The decision left some educators wondering how the new rules, which take effect this month, would affect students with disabilities who are just weeks short of graduation, and what alternate measures would be used in place of the usual Regents exams.
“I’m sitting on the sidelines waiting to see what [the requirements] will look like,” said Abraham Lincoln High School Principal Ari Hoogenboom. “I have no sense at all.”
Under the new rules, it will be up to local superintendents to determine whether students who did not pass their additional Regents exams have demonstrated proficiency in those subjects and should graduate. They will be expected to review students’ final grades and coursework completed throughout the year, according to the rules.
Some principals saw the changes as positive. But most said they still don’t understand how they will work — or how the new rules will interact with the state’s existing appeals process for students with disabilities who are on the cusp of passing the tests.
For a student who doesn’t pass five Regents exams, “Do we appeal the score or do we demonstrate mastery to the superintendent?” Hoogenboom asked. “We’ll have to go down a list of all our students who were unable to graduate and say, This one is eligible for this program, and another student is eligible for another program, this other one is eligible for everything. What do we do?”
The principals didn’t anticipate a flood of students graduating who otherwise wouldn’t have. Hudson High School for Learning Technologies principal Nancy Amling said she thought only one or two of her students would be affected.
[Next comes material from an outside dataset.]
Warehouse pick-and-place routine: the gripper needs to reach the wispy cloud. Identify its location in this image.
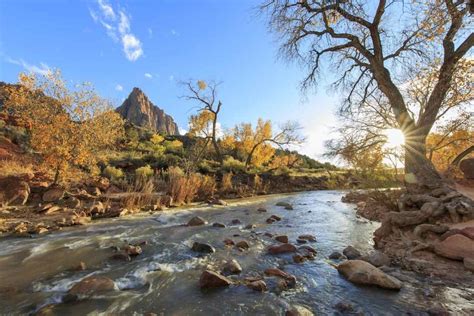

Still, the principals wondered if they would have to scramble to pull together examples of student work to show superintendents in the next few weeks.
“Are we supposed to create portfolios?” asked one transfer high school principal, who spoke on condition of anonymity. “I don’t know how they would do that by the end of this year.”
City officials did not have specific answers Tuesday about how they would help principals and superintendents implement the new policy, or how many students they anticipated would be affected this year. An education department spokeswoman said the city is waiting for guidance from the state, and will work closely with superintendents and principals.
The changes are the latest battleground in a debate over how to balance rigorous graduation requirements against the reality that some students with disabilities struggle to meet them.
Several advocates for students with disabilities said easing graduation standards could help students earn a diploma and enable them to apply for a vocational program, get a job, or join the military. Those options were not available under a previous credential New York offered for students with disabilities that has since been eliminated.
“We have some of the most onerous exit exam requirements in the country,” said Abja Midha, a project director at Advocates for Children who runs the organization’s statewide coalition that advocates for students to have more options to earn a diploma. “We’re hoping this is the beginning of thoughtful changes to exit exam requirements more broadly.”
Indeed, the changes are part of a wider effort by policymakers over the past two years to ease graduation requirements.
But others are worried the new rules will lower the quality of the education a student with disabilities would receive.
“Teachers are going to try to push students there, and now we’ve lowered the bar,” said Mark Anderson, a special education teacher at a Bronx middle school.
Todd Kaminsky, a state senator who pushed for the new graduation requirements, said the change isn’t about watering down standards, but paving the way for more appropriate, “project-based” measures for students who struggle to meet graduation requirements.
“There are ways to show potential and demonstrate [proficiency] without taking a test,” he said.
“Is there an implementation concern? Yes,” he added. “But I’m confident it’ll be carried out.”